The South China Botanical Garden, Chinese Academy of Sciences, Guangzhou, China.
State Key Laboratory of Agrobiotechnology, School of Life Sciences, The Chinese University of Hong Kong, Hong Kong, China.
Nat Commun. 2022 Dec 9;13(1):7632. doi: 10.1038/s41467-022-35438-4.
Non-coding cis-regulatory variants in animal genomes are an important driving force in the evolution of transcription regulation and phenotype diversity. However, cistrome dynamics in plants remain largely underexplored. Here, we compare the binding of GOLDEN2-LIKE (GLK) transcription factors in tomato, tobacco, Arabidopsis, maize and rice. Although the function of GLKs is conserved, most of their binding sites are species-specific. Conserved binding sites are often found near photosynthetic genes dependent on GLK for expression, but sites near non-differentially expressed genes in the glk mutant are nevertheless under purifying selection. The binding sites' regulatory potential can be predicted by machine learning model using quantitative genome features and TF co-binding information. Our study show that genome cis-variation caused wide-spread TF binding divergence, and most of the TF binding sites are genetically redundant. This poses a major challenge for interpreting the effect of individual sites and highlights the importance of quantitatively measuring TF occupancy.

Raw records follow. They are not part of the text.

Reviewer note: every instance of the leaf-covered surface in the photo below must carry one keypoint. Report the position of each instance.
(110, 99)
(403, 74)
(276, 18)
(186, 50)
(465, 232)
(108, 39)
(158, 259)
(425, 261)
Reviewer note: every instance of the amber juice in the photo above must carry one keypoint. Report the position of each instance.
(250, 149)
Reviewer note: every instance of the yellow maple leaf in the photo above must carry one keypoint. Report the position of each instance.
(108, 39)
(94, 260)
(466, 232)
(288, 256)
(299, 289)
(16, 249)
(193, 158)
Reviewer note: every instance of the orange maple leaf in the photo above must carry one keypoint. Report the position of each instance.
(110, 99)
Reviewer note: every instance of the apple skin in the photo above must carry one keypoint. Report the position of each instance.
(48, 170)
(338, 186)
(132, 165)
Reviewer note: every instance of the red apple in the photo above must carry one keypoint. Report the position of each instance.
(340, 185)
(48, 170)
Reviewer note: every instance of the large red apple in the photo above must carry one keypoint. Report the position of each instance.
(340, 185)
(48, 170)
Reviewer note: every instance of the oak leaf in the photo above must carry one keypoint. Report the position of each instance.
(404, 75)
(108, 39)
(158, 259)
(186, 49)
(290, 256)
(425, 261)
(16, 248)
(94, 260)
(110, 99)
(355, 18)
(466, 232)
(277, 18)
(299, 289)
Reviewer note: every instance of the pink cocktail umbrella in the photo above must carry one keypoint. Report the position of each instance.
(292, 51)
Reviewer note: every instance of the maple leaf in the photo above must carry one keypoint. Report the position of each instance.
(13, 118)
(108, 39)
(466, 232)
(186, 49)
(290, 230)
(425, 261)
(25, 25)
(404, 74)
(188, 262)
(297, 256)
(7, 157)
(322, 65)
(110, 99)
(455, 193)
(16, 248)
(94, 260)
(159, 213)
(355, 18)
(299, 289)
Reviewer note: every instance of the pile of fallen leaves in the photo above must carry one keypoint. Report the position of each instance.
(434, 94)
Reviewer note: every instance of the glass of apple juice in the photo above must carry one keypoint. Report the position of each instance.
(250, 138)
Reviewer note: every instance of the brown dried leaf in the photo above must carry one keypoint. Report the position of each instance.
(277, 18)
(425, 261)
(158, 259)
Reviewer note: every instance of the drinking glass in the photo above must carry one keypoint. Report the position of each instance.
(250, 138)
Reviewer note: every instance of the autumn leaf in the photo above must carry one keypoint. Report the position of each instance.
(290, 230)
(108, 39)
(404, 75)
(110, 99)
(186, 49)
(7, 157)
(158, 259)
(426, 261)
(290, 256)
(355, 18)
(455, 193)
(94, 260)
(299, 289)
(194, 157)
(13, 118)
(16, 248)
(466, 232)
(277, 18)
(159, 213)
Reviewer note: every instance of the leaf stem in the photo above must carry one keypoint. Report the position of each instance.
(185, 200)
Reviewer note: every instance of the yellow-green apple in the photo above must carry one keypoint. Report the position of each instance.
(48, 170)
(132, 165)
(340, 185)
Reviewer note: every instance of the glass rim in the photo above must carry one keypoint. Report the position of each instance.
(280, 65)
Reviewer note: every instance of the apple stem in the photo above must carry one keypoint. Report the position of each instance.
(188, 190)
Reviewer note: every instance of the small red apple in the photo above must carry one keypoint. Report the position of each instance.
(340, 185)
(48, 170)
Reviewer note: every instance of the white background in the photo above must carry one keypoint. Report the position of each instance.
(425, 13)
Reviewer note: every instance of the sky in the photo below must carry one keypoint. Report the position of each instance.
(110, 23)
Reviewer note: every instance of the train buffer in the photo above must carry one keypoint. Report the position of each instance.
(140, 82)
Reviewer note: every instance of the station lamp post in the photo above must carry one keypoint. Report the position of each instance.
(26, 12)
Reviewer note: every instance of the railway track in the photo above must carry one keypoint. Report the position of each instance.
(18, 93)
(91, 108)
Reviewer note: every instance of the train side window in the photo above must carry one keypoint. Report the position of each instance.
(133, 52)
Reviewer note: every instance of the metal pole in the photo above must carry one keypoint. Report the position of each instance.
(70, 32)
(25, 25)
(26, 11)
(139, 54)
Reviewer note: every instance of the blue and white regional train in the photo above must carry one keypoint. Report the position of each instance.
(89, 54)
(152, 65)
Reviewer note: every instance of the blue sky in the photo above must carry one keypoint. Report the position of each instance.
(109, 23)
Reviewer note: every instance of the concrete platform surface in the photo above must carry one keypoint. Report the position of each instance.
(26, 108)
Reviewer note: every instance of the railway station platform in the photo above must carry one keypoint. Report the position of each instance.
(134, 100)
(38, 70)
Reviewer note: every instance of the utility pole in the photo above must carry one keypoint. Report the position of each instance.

动物基因组中的非编码顺式调控变异是转录调控和表型多样性进化的重要驱动力。然而,植物的顺式作用元件动态仍在很大程度上未被探索。在这里,我们比较了番茄、烟草、拟南芥、玉米和水稻中 GLK 转录因子的结合情况。尽管 GLK 的功能是保守的,但它们的大多数结合位点是物种特异性的。保守的结合位点通常存在于依赖 GLK 表达的光合作用基因附近,但在 glk 突变体中,非差异表达基因附近的结合位点仍然受到纯化选择。可以使用定量基因组特征和 TF 共结合信息的机器学习模型来预测结合位点的调控潜力。我们的研究表明,基因组顺式变异导致了广泛的 TF 结合分歧,并且大多数 TF 结合位点在遗传上是冗余的。这给解释单个位点的影响带来了重大挑战,凸显了定量测量 TF 占据的重要性。